The woman at the centre of a row over a placard dubbed “offensive” to white people last night said she had no regrets. Peggy Burns, who carried the placard “White mental illness is killing African Bermudians. Racism” on a march last Friday to protest at the granting of Bermuda status to Permanent Resident Certificate holders, said the placard had “caused quite a stir.”

She said: “I think people are now given to self-examining and reassessing.

“A lot of times, a word is used and people don’t fully comprehend the full gravity and substance of a word.

“What I meant was, as I see the situation, when you really look at racism, it’s now been broken down to a form of mental illness or insanity.

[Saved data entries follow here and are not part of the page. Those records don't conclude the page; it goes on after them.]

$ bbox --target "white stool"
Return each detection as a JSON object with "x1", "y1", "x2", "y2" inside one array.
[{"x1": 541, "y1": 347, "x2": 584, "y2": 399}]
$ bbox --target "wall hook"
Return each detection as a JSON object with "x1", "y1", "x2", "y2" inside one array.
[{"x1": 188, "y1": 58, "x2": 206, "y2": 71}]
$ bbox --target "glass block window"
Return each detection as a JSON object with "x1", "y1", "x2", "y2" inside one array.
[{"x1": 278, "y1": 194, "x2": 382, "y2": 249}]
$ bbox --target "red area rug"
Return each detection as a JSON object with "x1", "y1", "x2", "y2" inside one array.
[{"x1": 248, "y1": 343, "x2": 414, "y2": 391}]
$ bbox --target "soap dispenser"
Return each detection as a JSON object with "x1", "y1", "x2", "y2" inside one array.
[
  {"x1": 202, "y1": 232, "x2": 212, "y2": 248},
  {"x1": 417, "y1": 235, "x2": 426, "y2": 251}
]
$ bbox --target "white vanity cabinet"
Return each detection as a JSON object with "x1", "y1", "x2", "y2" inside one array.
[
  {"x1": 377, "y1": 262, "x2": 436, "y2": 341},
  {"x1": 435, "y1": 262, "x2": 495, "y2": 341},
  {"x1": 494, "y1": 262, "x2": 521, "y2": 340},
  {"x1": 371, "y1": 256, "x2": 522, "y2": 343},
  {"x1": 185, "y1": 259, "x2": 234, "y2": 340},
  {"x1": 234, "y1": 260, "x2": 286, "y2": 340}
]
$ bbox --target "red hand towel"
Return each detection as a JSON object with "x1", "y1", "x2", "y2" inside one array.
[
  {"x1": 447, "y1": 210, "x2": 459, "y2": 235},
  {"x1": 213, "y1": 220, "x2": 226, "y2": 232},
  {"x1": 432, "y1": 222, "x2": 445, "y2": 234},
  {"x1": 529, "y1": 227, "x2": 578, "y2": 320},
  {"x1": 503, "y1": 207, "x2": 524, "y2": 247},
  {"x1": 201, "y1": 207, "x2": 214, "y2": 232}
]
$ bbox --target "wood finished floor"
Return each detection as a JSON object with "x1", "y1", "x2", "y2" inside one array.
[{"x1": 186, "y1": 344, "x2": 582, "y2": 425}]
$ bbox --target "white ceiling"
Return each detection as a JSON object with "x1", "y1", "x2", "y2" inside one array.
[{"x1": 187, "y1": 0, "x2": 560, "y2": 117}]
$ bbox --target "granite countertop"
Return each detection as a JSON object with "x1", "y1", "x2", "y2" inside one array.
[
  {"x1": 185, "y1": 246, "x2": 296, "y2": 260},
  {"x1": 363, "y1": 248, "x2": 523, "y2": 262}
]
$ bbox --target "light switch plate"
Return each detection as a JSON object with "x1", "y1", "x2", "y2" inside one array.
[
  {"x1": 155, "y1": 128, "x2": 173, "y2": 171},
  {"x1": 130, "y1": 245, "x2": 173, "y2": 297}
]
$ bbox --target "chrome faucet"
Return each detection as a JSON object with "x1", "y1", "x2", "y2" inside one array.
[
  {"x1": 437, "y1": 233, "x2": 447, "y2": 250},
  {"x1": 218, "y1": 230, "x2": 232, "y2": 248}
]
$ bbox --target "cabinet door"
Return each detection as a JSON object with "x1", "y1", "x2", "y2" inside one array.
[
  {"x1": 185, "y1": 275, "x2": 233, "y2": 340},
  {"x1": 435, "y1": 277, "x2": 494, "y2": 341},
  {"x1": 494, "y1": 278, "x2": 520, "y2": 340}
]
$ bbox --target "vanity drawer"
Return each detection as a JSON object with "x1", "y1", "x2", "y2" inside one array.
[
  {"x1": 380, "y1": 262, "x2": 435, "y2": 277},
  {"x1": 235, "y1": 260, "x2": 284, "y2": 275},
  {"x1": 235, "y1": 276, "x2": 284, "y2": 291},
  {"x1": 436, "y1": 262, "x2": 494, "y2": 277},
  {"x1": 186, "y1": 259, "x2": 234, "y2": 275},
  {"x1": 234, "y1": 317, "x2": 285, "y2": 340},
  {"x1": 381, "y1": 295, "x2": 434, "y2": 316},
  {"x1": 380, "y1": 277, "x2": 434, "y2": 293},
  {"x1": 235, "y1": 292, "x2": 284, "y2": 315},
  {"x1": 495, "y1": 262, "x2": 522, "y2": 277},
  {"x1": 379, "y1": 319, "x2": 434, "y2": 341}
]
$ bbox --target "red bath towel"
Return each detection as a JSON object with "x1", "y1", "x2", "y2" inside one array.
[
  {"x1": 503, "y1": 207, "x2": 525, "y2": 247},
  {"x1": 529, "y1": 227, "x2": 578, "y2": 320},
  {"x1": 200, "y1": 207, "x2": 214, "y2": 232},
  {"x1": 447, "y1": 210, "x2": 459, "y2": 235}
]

“If you have a behaviour that propels you to belittle or demean others, to elevate yourself and you do it constantly, it becomes a part of you, then it has to be a mental disorder. That’s not natural behaviour.”

Ms Burns, from St David’s, added that she had “no idea” that her stance would have caused so much debate and controversy. But she said: “I want my people to return to their right minds. Other people aren’t in their right minds and neither are we.”

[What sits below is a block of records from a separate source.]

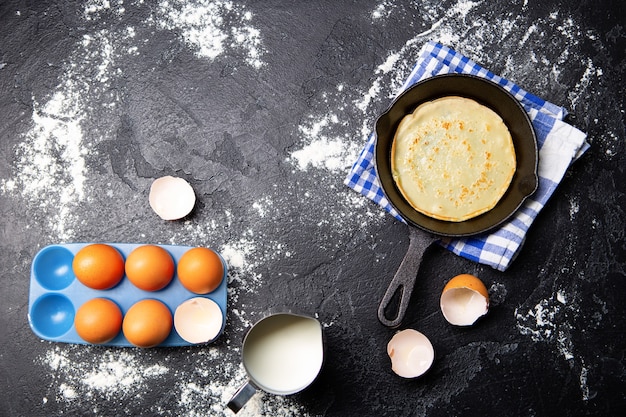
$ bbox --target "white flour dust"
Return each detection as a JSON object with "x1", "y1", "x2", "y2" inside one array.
[
  {"x1": 569, "y1": 196, "x2": 580, "y2": 220},
  {"x1": 42, "y1": 347, "x2": 169, "y2": 403},
  {"x1": 289, "y1": 0, "x2": 618, "y2": 179},
  {"x1": 1, "y1": 0, "x2": 267, "y2": 239},
  {"x1": 39, "y1": 344, "x2": 309, "y2": 416},
  {"x1": 0, "y1": 25, "x2": 138, "y2": 239},
  {"x1": 515, "y1": 292, "x2": 574, "y2": 357},
  {"x1": 151, "y1": 0, "x2": 265, "y2": 68},
  {"x1": 514, "y1": 288, "x2": 595, "y2": 401},
  {"x1": 284, "y1": 0, "x2": 613, "y2": 404},
  {"x1": 6, "y1": 1, "x2": 297, "y2": 415},
  {"x1": 286, "y1": 0, "x2": 609, "y2": 230},
  {"x1": 4, "y1": 0, "x2": 616, "y2": 414},
  {"x1": 291, "y1": 113, "x2": 358, "y2": 172}
]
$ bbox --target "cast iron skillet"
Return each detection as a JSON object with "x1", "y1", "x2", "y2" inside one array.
[{"x1": 375, "y1": 74, "x2": 538, "y2": 328}]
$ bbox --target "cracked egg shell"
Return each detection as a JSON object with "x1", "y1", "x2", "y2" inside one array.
[
  {"x1": 387, "y1": 329, "x2": 435, "y2": 378},
  {"x1": 149, "y1": 176, "x2": 196, "y2": 220},
  {"x1": 440, "y1": 274, "x2": 489, "y2": 326},
  {"x1": 174, "y1": 297, "x2": 223, "y2": 344}
]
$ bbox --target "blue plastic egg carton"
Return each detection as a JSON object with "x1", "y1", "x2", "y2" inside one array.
[{"x1": 27, "y1": 243, "x2": 228, "y2": 347}]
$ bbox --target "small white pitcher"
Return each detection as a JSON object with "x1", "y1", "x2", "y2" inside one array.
[{"x1": 227, "y1": 313, "x2": 324, "y2": 413}]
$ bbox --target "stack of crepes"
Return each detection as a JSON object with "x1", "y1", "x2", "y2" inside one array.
[{"x1": 344, "y1": 41, "x2": 589, "y2": 271}]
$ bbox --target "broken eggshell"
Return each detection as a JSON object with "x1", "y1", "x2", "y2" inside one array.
[
  {"x1": 440, "y1": 274, "x2": 489, "y2": 326},
  {"x1": 149, "y1": 176, "x2": 196, "y2": 220},
  {"x1": 174, "y1": 297, "x2": 224, "y2": 344},
  {"x1": 387, "y1": 329, "x2": 435, "y2": 378}
]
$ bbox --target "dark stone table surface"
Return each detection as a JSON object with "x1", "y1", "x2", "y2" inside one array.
[{"x1": 1, "y1": 0, "x2": 624, "y2": 416}]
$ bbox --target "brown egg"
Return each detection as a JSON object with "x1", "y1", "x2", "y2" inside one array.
[
  {"x1": 72, "y1": 244, "x2": 125, "y2": 290},
  {"x1": 122, "y1": 299, "x2": 173, "y2": 348},
  {"x1": 177, "y1": 247, "x2": 224, "y2": 294},
  {"x1": 125, "y1": 245, "x2": 175, "y2": 291},
  {"x1": 74, "y1": 298, "x2": 122, "y2": 344}
]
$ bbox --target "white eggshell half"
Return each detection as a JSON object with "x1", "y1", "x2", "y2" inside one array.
[
  {"x1": 387, "y1": 329, "x2": 434, "y2": 378},
  {"x1": 174, "y1": 297, "x2": 223, "y2": 344},
  {"x1": 440, "y1": 287, "x2": 489, "y2": 326},
  {"x1": 149, "y1": 176, "x2": 196, "y2": 220}
]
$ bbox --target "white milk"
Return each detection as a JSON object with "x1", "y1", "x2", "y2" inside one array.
[{"x1": 243, "y1": 314, "x2": 323, "y2": 394}]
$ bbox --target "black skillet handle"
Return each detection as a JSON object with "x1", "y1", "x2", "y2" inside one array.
[{"x1": 377, "y1": 227, "x2": 438, "y2": 328}]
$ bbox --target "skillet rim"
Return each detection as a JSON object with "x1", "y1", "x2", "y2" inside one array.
[{"x1": 374, "y1": 73, "x2": 539, "y2": 237}]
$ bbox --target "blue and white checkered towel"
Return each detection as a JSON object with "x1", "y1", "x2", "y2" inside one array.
[{"x1": 345, "y1": 41, "x2": 589, "y2": 271}]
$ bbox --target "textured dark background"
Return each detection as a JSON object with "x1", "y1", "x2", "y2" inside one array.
[{"x1": 1, "y1": 0, "x2": 624, "y2": 416}]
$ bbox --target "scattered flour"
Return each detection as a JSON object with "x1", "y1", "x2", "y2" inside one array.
[
  {"x1": 1, "y1": 0, "x2": 266, "y2": 239},
  {"x1": 6, "y1": 1, "x2": 297, "y2": 415},
  {"x1": 152, "y1": 0, "x2": 265, "y2": 68},
  {"x1": 220, "y1": 236, "x2": 263, "y2": 292},
  {"x1": 291, "y1": 137, "x2": 353, "y2": 172},
  {"x1": 0, "y1": 25, "x2": 137, "y2": 239},
  {"x1": 4, "y1": 0, "x2": 616, "y2": 414},
  {"x1": 569, "y1": 197, "x2": 580, "y2": 220},
  {"x1": 371, "y1": 1, "x2": 394, "y2": 20},
  {"x1": 515, "y1": 298, "x2": 562, "y2": 342},
  {"x1": 43, "y1": 347, "x2": 169, "y2": 403},
  {"x1": 514, "y1": 286, "x2": 599, "y2": 400},
  {"x1": 59, "y1": 383, "x2": 78, "y2": 401},
  {"x1": 284, "y1": 0, "x2": 616, "y2": 406},
  {"x1": 84, "y1": 0, "x2": 125, "y2": 20},
  {"x1": 40, "y1": 344, "x2": 310, "y2": 416}
]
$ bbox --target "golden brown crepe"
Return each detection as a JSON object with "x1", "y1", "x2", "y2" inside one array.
[{"x1": 391, "y1": 96, "x2": 516, "y2": 222}]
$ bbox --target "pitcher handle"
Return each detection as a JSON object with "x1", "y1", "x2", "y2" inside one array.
[{"x1": 227, "y1": 380, "x2": 257, "y2": 413}]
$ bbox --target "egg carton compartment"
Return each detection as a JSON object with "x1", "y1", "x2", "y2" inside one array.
[{"x1": 28, "y1": 243, "x2": 228, "y2": 347}]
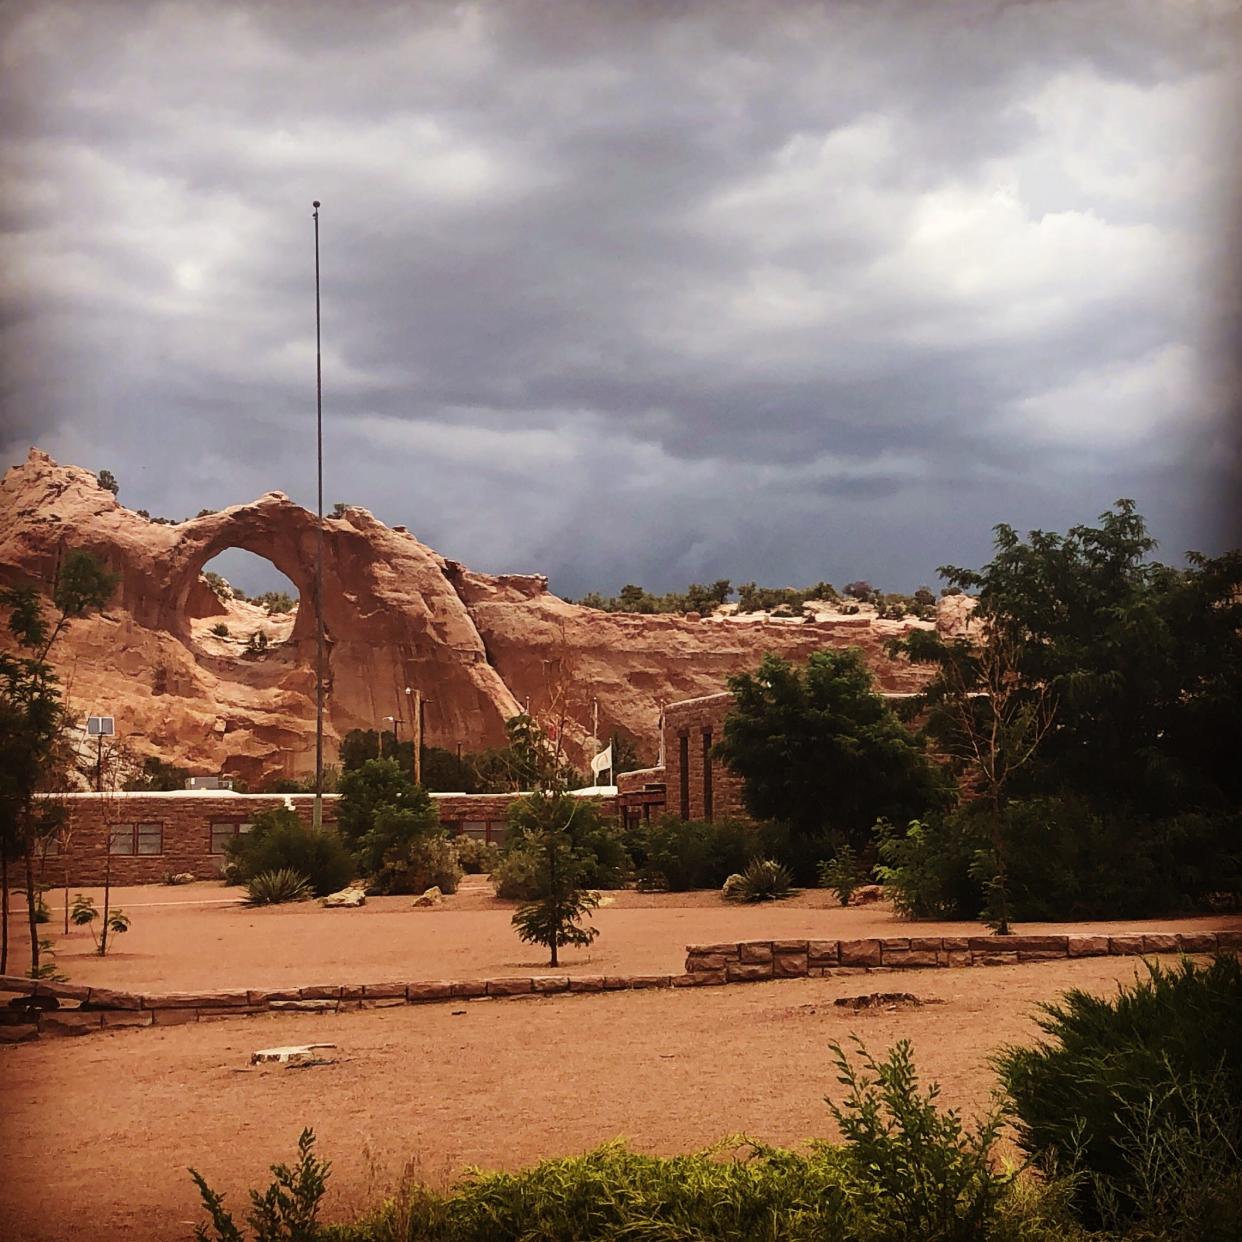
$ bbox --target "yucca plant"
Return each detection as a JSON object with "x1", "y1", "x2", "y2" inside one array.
[
  {"x1": 724, "y1": 858, "x2": 795, "y2": 903},
  {"x1": 245, "y1": 868, "x2": 312, "y2": 906}
]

She added: “I spoke from a place of genuine concern and for the salvation and holistic well-being of my people.

“I also spoke from a place of pain, sadness, anger and fear.”

Ms Burns said she had grown up in a Bermuda still wracked by segregation.

She added: “I don’t have any white friends and I don’t want any white friends because I dare not risk my heart to a white person. That’s my history and history never sleeps.”

Ms Burns, who stressed the placard was entirely her own idea, said she had been approached at the Victoria Park start of the march by a union representative and told it was “unacceptable.”

She added: “So I flipped it over to the other side and that message was quite acceptable — ‘the OBA must go’.”